At the end of the day, it’s one product. Your code needs to work with everyones code.
While you are probably not concerned if you find yourself in a bad merge conflict, you are just as likely to inflict a bad merge conflict on others.
Why are you okay with setting your teammates up like this?
There are ways you can work that doesn’t do this to your teammates.
Would you be willing to learn another way?
I used to work like the following image until I discovered that team flow is more important than everyone being 100% busy. Finishing WIP is more efficient than devs constantly starting new work (and therefore causing more wait states). Working on multiple things “at the same time” is not efficient in any way.
Classic example of resource efficiency over flow efficiency.

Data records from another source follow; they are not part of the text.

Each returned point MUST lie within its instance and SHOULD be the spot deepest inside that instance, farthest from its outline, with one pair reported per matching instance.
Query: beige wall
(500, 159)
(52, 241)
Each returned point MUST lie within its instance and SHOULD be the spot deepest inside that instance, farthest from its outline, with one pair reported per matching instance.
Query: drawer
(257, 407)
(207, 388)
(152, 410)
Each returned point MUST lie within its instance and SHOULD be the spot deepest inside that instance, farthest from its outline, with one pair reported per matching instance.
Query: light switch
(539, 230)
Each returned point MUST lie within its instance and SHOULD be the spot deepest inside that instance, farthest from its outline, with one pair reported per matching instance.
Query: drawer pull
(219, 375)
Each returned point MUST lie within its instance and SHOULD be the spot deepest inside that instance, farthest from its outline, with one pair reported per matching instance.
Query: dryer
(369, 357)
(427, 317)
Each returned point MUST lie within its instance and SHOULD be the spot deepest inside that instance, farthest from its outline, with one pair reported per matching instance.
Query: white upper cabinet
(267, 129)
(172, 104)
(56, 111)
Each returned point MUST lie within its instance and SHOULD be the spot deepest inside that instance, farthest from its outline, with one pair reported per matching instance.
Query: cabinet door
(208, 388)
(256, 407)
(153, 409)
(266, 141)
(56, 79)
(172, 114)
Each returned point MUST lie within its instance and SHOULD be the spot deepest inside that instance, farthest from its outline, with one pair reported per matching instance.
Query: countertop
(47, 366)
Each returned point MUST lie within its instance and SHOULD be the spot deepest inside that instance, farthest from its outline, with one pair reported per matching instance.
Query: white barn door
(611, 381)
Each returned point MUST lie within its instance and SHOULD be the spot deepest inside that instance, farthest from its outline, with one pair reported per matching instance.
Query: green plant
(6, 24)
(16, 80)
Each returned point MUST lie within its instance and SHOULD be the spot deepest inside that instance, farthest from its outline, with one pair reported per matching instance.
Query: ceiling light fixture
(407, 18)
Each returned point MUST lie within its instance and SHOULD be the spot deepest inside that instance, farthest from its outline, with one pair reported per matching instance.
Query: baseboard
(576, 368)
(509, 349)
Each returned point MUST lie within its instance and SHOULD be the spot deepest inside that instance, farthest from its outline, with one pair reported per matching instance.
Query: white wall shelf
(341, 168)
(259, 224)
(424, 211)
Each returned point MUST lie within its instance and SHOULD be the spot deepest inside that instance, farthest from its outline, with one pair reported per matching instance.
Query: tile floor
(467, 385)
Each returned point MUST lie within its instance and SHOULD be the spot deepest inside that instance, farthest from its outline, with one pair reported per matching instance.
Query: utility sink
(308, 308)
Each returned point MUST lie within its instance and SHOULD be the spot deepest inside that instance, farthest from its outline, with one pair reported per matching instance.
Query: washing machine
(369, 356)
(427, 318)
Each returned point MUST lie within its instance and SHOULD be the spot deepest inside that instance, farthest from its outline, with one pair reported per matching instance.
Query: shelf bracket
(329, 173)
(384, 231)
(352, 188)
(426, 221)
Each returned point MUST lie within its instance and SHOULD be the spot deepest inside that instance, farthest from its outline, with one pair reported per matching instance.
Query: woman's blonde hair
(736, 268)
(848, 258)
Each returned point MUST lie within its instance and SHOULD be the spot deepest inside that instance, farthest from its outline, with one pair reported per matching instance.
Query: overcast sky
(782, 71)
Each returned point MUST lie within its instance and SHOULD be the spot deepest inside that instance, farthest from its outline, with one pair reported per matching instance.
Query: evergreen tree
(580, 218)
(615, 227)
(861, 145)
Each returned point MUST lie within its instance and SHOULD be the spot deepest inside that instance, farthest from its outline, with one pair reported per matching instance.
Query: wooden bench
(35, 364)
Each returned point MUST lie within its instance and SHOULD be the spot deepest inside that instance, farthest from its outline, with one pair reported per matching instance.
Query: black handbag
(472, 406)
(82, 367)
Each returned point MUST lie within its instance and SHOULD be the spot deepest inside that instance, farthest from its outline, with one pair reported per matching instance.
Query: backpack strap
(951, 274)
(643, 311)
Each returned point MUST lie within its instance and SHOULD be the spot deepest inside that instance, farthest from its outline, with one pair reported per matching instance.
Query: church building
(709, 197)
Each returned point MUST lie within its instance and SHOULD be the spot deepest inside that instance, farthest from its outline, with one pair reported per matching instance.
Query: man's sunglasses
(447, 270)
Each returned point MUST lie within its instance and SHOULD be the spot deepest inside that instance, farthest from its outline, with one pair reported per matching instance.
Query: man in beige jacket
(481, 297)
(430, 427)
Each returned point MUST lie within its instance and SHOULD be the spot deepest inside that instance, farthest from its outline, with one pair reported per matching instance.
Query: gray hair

Contrary to popular belief, shorter cycle times get more work done.
You can avoid having complicated git setups, rules, when to merge, when to rebase, etc, if you work to get your small commits that don’t break the build into main sooner. Instead of rebasing/merging 25 commits, get your code into main after 1-3 commits. The pain goes away.
Think you can’t work in such small steps?
I think you can. I believe in you if you try.
Adopting TBD, CI, embracing fast feedback cycles, etc isn’t about “going faster”.
It’s about increasing quality, detecting bugs and bad merges sooner, and affording the business the opportunity to pivot easier and sooner. It simplifies the process, increases productivity, and even increases team morale. It’s about lower risk, lower costs, and increasing value.
To think it’s just about speed is to miss the point entirely.
I have worked in a meta-programmed-spaghetti-code mess.
It was all approved via PRs but everyone agreed it’s trash now.
The PR process failed.
No one wants to tell the author it’s crap because “it needs to get out” to meet the OKR and “it works”.
“LGTM ship it.”
52 Easy Manual Steps to Deploying
Once upon a time, I was tasked with removing a link on in our app.
It took almost all day to get this done. Ridiculous! I wrote it out to visualize it. I wanted to see the context switching necessary so I added which app or webpage you have to be in to complete that step.
It took 52 steps to delete a link and get it into production.
A link…
52 steps…
52 easy steps…
The 8th step was where the link was removed. This is the only step that involved editing code.
Every step after it was what it took to get it out the door, updating jira tickets, updating teams on slack, etc.
How much money does this place have??
The greatest trick we ever pulled on ourselves as knowledge workers was convincing ourselves we could juggle multiple projects with no consequences.